Finchers Interesse an der Dialektik von mora­li­sie­render Gesell­schaft und mora­li­scher Verderbt­heit, der Verschlin­gung von Gut und Böse führt dazu, dass er die Handlung nicht senti­men­ta­li­siert, dass er sich auf die Grau­sam­keit, den grund­sätz­li­chen Pessi­mismus und die emotio­nale Achter­bahn­fahrt der Vorlage einlässt, gele­gent­lich gar mit den Augen des Voyeurs auf sie blickt. Fincher ist der perfekte Regisseur für diesen Stoff. Er reichert ihn noch an, gleicht seine Schwächen aus, indem er die Handlung musi­ka­lisch, rockig erzählt. David Fincher drückt auf die Tube, das ist schon richtig. Aber er ist weit mehr als ein Tech­no­krat der Bild­ge­walt. Die Kunst dieses trotz seiner zwei letzten Filme noch immer wich­tigsten ameri­ka­ni­schen Regis­seurs seiner Gene­ra­tion ist es, Bewegung nicht mit Action zu verwech­seln, und Po nicht mit Main­stream. Dass führt auch dazu, dass er jenen unter­grün­digen Erzähl­strang, der dem schwe­di­schen Faschismus gilt, nicht unter­rückt. Im Gegensatz zur schwe­di­schen Verfil­mung fallen hier die Namen bekannter schwe­di­scher Nazi-Größen wie Sven Olof Lindholm, Per Engdahl. Und Hendriks alter Nazi-Bruder sagt den Satz: »Warum die Vergan­gen­heit verste­cken? Ich bin der ehrlichste Mann Schwedens.« Und die Söhne waten in jeder Hinsicht in den Fußstapfen ihrer Väter. Der Film bewahrt damit die These des Buches, dass die bürger­liche Gesell­schaft im Kern eine faschis­ti­sche Gesell­schaft ist.

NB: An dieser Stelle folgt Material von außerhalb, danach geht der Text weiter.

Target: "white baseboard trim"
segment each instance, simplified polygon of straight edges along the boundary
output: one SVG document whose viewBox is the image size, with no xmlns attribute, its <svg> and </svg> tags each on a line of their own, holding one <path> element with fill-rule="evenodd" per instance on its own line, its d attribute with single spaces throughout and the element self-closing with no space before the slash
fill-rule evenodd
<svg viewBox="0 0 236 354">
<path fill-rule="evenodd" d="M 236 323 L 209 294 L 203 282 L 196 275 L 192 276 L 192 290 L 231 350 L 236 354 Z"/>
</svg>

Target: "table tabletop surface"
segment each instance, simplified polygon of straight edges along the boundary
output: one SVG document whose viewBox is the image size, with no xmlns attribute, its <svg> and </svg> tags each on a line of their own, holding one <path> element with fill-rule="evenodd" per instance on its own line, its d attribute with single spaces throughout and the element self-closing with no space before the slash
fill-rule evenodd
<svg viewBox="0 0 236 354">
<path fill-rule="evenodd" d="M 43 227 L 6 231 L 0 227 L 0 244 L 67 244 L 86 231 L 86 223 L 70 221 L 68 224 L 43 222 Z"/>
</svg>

Gewalt wird zum Mittel dieser schmerz­li­chen Erkenntnis. Und Erkenntnis, Infor­ma­tionen und das daraus erwach­sende Wissen, entfalten hier ihre ganz eigene Gewalt. Trotzdem, und dies liegt wohl an der Vorlage, geht dieser Film nicht ganz so weit, wie Fincher schon gegangen ist. Der Zuschauer bleibt am Ende auf der sicheren Seite, geht letztlich selber kein Risiko ein. Dabei hat Fincher die Fähigkeit, dem Zuschauer mehr zuzumuten, als die meisten seiner Kollegen, und ihn etwas über sich selbst zu lehren. Immerhin widerlegt Fincher dieje­nigen, die ihn unter den Verdacht stellen, Gewalt zu ästhe­ti­sieren, und eine konser­va­tive, gar reak­ti­onäre poli­ti­sche Agenda zu vertreten: Immerhin sind seine Helden Anar­chisten, die an ihre Infor­ma­tionen mit den Methoden der Hacker und Internet-Piraten kommen. Ausge­rechnet zwei Outlaws voll­stre­cken am Ende das Gesetz.